© Paulo Abreu e Lima

segunda-feira, 9 de setembro de 2013

As deformações de Auguste Rodin

Nunca outrora a Estética foi tão valorizada como na Grécia Antiga, emergindo mesmo como um ramo autónomo da Filosofia:
"… a beleza não está na simetria dos elementos, mas na adequada proporção entre as partes, como por exemplo dos dedos uns para com os outros, estes para com a mão, esta para com o punho, este para com o antebraço, este para com o braço, e de tudo para com tudo, como está escrito no Cânone de Policleto.

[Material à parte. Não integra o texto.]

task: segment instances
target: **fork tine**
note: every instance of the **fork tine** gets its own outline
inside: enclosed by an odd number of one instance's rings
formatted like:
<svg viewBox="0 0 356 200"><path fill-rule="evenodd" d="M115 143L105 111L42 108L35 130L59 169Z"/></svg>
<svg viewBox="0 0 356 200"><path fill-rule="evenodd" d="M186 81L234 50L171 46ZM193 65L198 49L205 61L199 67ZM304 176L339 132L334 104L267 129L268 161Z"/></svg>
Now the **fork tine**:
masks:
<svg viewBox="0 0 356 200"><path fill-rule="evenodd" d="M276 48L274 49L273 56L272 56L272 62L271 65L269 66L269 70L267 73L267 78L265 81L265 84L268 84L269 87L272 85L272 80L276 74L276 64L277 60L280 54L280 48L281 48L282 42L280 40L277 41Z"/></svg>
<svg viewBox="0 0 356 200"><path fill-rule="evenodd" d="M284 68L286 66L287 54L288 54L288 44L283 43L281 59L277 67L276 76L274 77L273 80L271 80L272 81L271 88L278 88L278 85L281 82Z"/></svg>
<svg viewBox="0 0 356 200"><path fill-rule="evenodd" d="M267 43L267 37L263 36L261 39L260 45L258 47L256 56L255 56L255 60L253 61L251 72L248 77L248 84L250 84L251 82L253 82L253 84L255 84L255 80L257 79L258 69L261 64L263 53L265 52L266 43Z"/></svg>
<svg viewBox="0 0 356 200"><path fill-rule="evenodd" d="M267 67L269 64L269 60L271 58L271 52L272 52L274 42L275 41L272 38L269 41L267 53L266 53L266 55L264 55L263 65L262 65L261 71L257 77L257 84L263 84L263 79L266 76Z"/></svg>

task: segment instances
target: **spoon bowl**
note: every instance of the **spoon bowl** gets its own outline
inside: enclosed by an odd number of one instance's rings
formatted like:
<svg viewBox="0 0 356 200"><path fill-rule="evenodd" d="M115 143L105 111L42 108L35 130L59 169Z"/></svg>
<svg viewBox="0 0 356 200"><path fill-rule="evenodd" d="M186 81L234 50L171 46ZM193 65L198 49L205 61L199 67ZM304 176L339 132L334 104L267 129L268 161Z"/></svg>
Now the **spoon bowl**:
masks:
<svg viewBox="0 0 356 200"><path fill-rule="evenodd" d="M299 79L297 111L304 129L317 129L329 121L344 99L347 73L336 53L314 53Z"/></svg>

Tendo-nos ensinado nesta obra todas as proporções do corpo, Policleto corroborou seu tratado com uma estátua, feita de acordo com os princípios de seu tratado, e ele chamou a estátua, assim como o tratado, de Cânone" (in De Placitis Hippocratis et Platonis, Galeno)

No Renascimento, com Michelangelo e Bernini, ao cânone das proporções, evoluiu-se para o contrapposto, isto é, abandonou-se a pose majestosa e estática das obras esculpidas representando o corpo humano, impregnando-as de movimento e de naturalidade. David é o expoente máximo desta mudança, em que à harmonia do corpo junta-se a beleza da alma.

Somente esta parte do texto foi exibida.